Run the following command to train SAVi on OBJ3D videos. Please launch 3 runs and select the best model weight.
python scripts/train.py --task base_slots \
--params slotformer/base_slots/configs/savi_obj3d_params.py \
--fp16 --ddp --cudnn
Alternatively, we provide pre-trained SAVi weight as pretrained/savi_obj3d_params/model_40.pth
.
Then, we'll need to extract slots and save them.

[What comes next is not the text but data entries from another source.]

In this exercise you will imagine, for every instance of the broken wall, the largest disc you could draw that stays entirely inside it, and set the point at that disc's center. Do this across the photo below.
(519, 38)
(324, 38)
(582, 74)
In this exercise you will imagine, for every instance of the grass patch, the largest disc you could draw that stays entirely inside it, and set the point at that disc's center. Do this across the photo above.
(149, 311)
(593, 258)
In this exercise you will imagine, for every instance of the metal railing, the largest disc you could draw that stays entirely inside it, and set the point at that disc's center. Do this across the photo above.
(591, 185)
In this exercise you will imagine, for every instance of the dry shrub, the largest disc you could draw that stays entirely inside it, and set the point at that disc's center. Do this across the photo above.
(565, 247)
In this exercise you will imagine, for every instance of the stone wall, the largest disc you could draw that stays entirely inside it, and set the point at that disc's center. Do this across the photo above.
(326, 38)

Please use extract_slots.py and run:
python slotformer/base_slots/extract_slots.py \
--params slotformer/base_slots/configs/savi_obj3d_params.py \
--weight $WEIGHT \
--save_path $SAVE_PATH (e.g. './data/OBJ3D/slots.pkl')
This will extract slots from OBJ3D videos, and save them into a .pkl
file (~692M).
Alternatively, we also provide pre-computed slots as described in benchmark.md.
For the video prediction task, we train SlotFormer over slots, and then evaluate the generated frames' visual quality.
Train a SlotFormer model on extracted slots by running:
python scripts/train.py --task video_prediction \
--params slotformer/video_prediction/configs/slotformer_obj3d_params.py \
--fp16 --ddp --cudnn
Alternatively, we provide pre-trained SlotFormer weight as pretrained/slotformer_obj3d_params/model_200.pth
.
To evaluate the video prediction task, please use test_vp.py and run:
python slotformer/video_prediction/test_vp.py \
--params slotformer/video_prediction/configs/slotformer_obj3d_params.py \
--weight $WEIGHT
This will compute and print all the metrics.
Besides, it will also save 10 videos for visualization under vis/obj3d/$PARAMS/
.
If you only want to do visualizations (i.e. not testing the metrics), simply use the --save_num
args and set it to a positive value.